Henry Travers made two trips to the Chatham Islands, where he collected important plant, bird and insect specimens, together with lizards, rock samples, whale bones, and Moriori artefacts. The first trip was funded by his father, W.T. L Travers, in 1864. The second trip was in 1871, and was possibly on behalf of the Colonial Museum.
In 1869 he married Ida Smith of Christchurch, and they had five children. Travers collected extensively from the Nelson Province and possibly purchased bird specimens from Nelson taxidermists. He made trips to Stephens Island in search of the then just-extinct Lyall's wren in February and December 1895 and again in 1903, to the subantarctic islands, and many other places.
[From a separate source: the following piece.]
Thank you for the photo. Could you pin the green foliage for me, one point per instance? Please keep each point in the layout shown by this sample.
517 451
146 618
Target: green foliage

Lyall's wren (Traversia lyalli) and the black robin (Petroica traversi) were named after Henry Travers.
Travers seems to have failed as a lawyer and lost his practise by 1900. He was appointed Curator of the Newtown Museum on 10 November 1913 but was dismissed some time in 1915. He died in 1928, and his wife Ida died in 1937, apparently bequeathing his large remaining collection of birds to the Dominion Museum (accessioned in 1944).